Le lendemain, quand il s'éveilla, les trois jours étaient
écoulés. Arriva un carrosse tiré par six chevaux. Ah !
leur robe luisait que c'en était un plaisir ! Un laquais en
conduisait un septième par derrière. Il était destiné au
plus jeune garçon. Du carrosse descendit une magnifique
princesse. C'était elle, la petite chatte bigarrée que le
pauvre Jeannot avait servi sept années durant ! Elle entra
au moulin et demanda au meunier où se trouvait le garçon,
le dernier des valets. Le meunier répondit :
- Il ne nous est pas possible de le recevoir à la maison. Il
est déguenillé et couche avec les oies.
La princesse exigea qu'on l'allât chercher. On le fit donc
sortir du poulailler et il lui fallut ramasser les lambeaux
de son habit pour s'en couvrir. Le laquais le lava, lui
tendit des vêtements magnifiques, et l'en para. Quand tout
fut terminé, un roi n'eût pas été plus beau. La jeune
fille demanda ensuite à voir les chevaux que les deux autres
garçons avaient ramenés : l'un était aveugle, l'autre
paralytique. Elle fit avancer le septième cheval.
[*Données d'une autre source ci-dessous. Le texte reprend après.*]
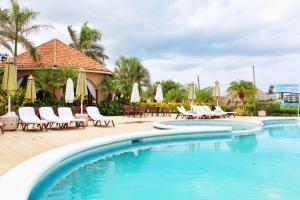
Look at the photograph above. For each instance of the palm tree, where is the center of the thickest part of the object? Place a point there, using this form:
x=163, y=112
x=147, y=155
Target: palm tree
x=48, y=80
x=88, y=42
x=111, y=86
x=15, y=26
x=242, y=89
x=129, y=71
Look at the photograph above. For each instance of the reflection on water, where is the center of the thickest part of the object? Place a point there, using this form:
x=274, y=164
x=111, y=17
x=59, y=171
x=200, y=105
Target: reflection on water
x=284, y=132
x=243, y=144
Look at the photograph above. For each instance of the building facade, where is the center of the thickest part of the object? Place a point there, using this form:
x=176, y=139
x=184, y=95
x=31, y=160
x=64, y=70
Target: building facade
x=55, y=54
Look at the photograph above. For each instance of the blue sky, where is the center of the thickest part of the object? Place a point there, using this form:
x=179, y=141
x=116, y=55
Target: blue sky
x=178, y=39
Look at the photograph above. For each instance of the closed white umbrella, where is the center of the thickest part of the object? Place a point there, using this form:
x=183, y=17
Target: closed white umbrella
x=192, y=92
x=135, y=95
x=217, y=92
x=69, y=95
x=159, y=95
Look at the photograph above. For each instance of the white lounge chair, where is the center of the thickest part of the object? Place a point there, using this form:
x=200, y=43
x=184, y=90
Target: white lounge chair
x=228, y=114
x=215, y=114
x=200, y=110
x=186, y=114
x=66, y=113
x=28, y=117
x=48, y=114
x=96, y=116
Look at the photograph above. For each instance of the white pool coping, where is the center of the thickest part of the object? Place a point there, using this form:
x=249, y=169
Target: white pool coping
x=17, y=183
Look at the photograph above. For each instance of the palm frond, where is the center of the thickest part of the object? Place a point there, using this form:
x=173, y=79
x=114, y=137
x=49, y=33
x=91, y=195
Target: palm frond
x=74, y=36
x=5, y=43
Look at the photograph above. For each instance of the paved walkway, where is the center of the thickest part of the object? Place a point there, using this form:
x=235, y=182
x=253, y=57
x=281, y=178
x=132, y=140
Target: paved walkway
x=18, y=146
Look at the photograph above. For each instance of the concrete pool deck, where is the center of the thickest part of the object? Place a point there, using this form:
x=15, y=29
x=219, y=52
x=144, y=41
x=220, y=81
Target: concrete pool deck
x=18, y=146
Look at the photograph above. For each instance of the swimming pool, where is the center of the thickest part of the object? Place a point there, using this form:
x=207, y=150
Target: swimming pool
x=235, y=125
x=256, y=166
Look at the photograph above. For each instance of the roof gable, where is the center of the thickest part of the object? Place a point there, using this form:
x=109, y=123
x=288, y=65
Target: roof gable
x=55, y=53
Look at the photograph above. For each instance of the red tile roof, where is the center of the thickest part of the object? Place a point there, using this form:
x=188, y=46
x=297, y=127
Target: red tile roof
x=55, y=53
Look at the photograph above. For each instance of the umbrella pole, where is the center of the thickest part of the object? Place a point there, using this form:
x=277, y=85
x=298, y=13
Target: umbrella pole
x=81, y=106
x=298, y=105
x=8, y=104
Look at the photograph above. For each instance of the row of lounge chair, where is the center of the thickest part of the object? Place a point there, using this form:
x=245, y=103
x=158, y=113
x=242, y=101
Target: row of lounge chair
x=202, y=112
x=64, y=119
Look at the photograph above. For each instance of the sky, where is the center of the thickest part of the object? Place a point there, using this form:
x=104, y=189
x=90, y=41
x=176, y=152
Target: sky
x=180, y=39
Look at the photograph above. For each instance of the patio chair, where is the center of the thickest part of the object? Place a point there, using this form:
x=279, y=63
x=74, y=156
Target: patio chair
x=228, y=114
x=166, y=111
x=199, y=111
x=48, y=114
x=128, y=110
x=185, y=114
x=28, y=117
x=96, y=117
x=140, y=110
x=66, y=113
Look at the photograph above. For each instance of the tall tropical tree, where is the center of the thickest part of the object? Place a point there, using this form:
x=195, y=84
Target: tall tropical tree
x=88, y=42
x=16, y=24
x=245, y=90
x=129, y=71
x=205, y=95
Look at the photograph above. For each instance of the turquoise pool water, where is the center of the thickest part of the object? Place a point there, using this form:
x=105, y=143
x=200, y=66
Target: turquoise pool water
x=236, y=126
x=261, y=166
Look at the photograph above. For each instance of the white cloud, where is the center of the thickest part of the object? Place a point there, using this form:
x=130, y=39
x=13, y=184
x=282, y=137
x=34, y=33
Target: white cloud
x=269, y=69
x=182, y=38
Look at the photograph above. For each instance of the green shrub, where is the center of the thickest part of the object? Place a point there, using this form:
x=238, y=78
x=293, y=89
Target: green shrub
x=113, y=108
x=269, y=107
x=250, y=109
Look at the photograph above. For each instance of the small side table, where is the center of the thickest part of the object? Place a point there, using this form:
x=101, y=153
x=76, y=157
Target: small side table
x=83, y=116
x=9, y=121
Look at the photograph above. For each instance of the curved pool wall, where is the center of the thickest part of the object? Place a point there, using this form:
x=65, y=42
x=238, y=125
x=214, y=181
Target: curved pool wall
x=237, y=127
x=19, y=182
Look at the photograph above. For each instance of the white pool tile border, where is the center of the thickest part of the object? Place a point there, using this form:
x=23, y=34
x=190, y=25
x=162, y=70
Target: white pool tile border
x=17, y=183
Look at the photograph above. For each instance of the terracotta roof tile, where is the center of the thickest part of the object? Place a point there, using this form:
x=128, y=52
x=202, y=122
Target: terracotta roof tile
x=55, y=53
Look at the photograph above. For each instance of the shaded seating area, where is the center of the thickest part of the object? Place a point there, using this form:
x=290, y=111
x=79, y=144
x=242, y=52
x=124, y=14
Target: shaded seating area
x=142, y=111
x=97, y=117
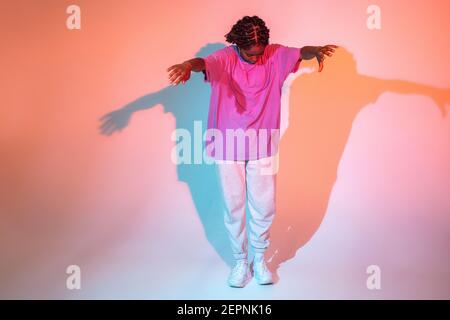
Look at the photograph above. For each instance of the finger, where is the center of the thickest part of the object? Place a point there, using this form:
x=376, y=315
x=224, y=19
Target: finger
x=177, y=80
x=175, y=75
x=174, y=72
x=171, y=67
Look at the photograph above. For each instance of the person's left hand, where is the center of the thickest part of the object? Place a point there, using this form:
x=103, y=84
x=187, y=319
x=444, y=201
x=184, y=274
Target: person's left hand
x=322, y=51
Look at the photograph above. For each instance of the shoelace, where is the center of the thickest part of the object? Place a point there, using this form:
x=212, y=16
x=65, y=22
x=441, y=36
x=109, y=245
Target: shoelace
x=240, y=268
x=261, y=266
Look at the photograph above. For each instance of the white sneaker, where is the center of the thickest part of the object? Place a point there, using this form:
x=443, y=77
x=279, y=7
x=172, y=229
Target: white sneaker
x=240, y=274
x=262, y=273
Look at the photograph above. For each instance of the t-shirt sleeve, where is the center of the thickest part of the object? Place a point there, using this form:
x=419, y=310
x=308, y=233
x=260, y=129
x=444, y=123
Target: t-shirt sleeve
x=215, y=65
x=289, y=59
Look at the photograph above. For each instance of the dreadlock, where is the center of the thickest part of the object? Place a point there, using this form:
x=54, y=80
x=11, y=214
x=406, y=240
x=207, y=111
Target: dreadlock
x=247, y=32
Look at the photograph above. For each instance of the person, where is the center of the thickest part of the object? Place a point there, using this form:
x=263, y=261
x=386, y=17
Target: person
x=246, y=78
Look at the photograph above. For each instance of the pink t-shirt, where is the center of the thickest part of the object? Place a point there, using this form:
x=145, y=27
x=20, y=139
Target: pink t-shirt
x=244, y=111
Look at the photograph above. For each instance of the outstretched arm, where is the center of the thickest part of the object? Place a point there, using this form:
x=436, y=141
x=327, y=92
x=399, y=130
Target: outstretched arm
x=310, y=52
x=182, y=72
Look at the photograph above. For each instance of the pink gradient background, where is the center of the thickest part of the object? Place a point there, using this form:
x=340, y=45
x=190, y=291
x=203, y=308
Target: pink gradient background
x=115, y=206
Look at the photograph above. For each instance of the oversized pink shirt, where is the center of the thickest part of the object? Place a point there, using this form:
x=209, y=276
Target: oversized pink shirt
x=245, y=103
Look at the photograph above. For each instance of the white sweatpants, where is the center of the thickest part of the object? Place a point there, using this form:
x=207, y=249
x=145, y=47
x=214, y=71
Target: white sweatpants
x=252, y=180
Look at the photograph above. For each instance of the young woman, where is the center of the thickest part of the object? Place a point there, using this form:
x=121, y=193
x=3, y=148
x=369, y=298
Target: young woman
x=246, y=78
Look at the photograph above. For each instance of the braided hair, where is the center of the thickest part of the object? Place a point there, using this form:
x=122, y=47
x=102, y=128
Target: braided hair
x=247, y=32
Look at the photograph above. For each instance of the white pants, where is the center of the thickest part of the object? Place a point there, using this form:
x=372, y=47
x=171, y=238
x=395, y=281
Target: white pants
x=252, y=180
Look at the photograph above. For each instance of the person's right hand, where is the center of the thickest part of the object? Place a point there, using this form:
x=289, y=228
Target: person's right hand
x=179, y=73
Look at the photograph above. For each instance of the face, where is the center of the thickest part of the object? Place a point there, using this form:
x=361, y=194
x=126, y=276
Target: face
x=253, y=54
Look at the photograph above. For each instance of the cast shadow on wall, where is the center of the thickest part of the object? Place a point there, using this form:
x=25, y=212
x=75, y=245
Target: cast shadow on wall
x=187, y=103
x=322, y=108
Quand le meunier le vit, il dit que jamais encore un aussi
bel animal n'était entré chez lui.
- Il est pour votre troisième garçon meunier, dit la
princesse.
- Dans ce cas, c'est lui qui aura le moulin ! répondit le
vieux.
La princesse lui dit de garder le cheval et le moulin
par-dessus le marché. Elle emmena son fidèle Jeannot, le
fit asseoir dans son carrosse et partit avec lui. Ils se
rendirent tout d'abord dans la petite maisonnette qu'il avait
construite avec des outils d'argent : elle était devenue un
grand château et tout ce qu'il y avait dedans était en or
et en argent. Ils se marièrent et Jeannot devint riche, si
riche qu'il eut assez de fortune jusqu'à la fin de ses
jours.
C'est pour cela qu'il ne faut jamais dire qu'un simple
d'esprit ne peut pas réussir dans la vie.